In the second quarter it said it expected oil demand to grow 1.2 million barrels per day before normalizing in the third quarter with growth of 1.5 million bpd on likely economic stimulus measures in China.


U.S. Energy Information Administration Weekly Inventories Report

The Energy Information Administration (EIA) said on Wednesday that U.S. crude supplies rose by 7.5 million barrels for the week-ended February 7. Traders were looking for a 2.9 million barrel build.

The EIA data also showed a supply decline of 100,000 barrels for gasoline, while distillate stocks fell by 2 million barrels.

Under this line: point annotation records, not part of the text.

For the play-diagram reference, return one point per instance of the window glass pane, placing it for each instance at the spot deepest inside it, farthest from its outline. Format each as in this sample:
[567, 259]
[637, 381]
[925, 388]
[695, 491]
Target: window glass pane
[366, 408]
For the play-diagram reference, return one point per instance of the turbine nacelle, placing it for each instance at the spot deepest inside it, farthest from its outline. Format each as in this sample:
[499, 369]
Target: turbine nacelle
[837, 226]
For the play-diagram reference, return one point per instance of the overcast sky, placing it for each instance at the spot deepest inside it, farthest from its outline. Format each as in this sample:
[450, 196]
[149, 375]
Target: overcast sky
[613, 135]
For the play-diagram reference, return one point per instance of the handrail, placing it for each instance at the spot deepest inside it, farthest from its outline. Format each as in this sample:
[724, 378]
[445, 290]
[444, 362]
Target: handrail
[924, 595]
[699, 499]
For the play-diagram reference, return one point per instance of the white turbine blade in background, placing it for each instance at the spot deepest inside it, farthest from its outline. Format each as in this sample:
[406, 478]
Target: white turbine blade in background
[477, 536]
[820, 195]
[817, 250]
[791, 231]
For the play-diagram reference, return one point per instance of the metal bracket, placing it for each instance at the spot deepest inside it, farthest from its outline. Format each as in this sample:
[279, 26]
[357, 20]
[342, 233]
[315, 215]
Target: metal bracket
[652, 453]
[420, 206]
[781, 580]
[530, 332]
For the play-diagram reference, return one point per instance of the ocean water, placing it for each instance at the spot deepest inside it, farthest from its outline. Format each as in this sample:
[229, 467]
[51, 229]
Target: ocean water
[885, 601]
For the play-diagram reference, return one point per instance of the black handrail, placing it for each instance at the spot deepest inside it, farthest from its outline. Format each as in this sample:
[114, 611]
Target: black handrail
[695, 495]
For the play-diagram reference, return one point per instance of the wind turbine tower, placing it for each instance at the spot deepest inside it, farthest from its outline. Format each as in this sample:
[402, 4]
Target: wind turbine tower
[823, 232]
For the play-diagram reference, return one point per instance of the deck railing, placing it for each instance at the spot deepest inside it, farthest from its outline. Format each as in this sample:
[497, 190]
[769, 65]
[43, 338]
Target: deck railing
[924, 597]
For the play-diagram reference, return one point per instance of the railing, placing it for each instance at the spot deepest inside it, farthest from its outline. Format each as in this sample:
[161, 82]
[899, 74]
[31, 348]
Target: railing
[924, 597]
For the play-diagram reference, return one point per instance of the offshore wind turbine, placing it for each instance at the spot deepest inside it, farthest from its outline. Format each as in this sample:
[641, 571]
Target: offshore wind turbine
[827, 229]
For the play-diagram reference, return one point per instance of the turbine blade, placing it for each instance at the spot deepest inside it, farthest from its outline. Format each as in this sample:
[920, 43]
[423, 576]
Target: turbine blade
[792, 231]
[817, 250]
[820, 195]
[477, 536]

Traders were expecting gasoline inventories to rise 700,000 barrels, however, distillates were forecast to fall by 900,000 barrels.

Daily Forecast

The fact that investors ignored the huge crude oil build indicates the focus for traders is on the OPEC+ plan to make additional cuts to production. Traders have been waiting for a week for the lone holdout, Russia, to finally agree to the move. Last week, the major producer said it needed more time, but I think the bearish OPEC and IEA forecasts will encourage Russia to sign off on the deeper cuts.

Short-covering should drive prices higher if Russia announces it is going along with the output cuts, but gains will be limited since the cuts will not be enough to overcome the demand decline. If Russia passes on the cut, then this will be a disaster. Prices will plunge to multiyear lows.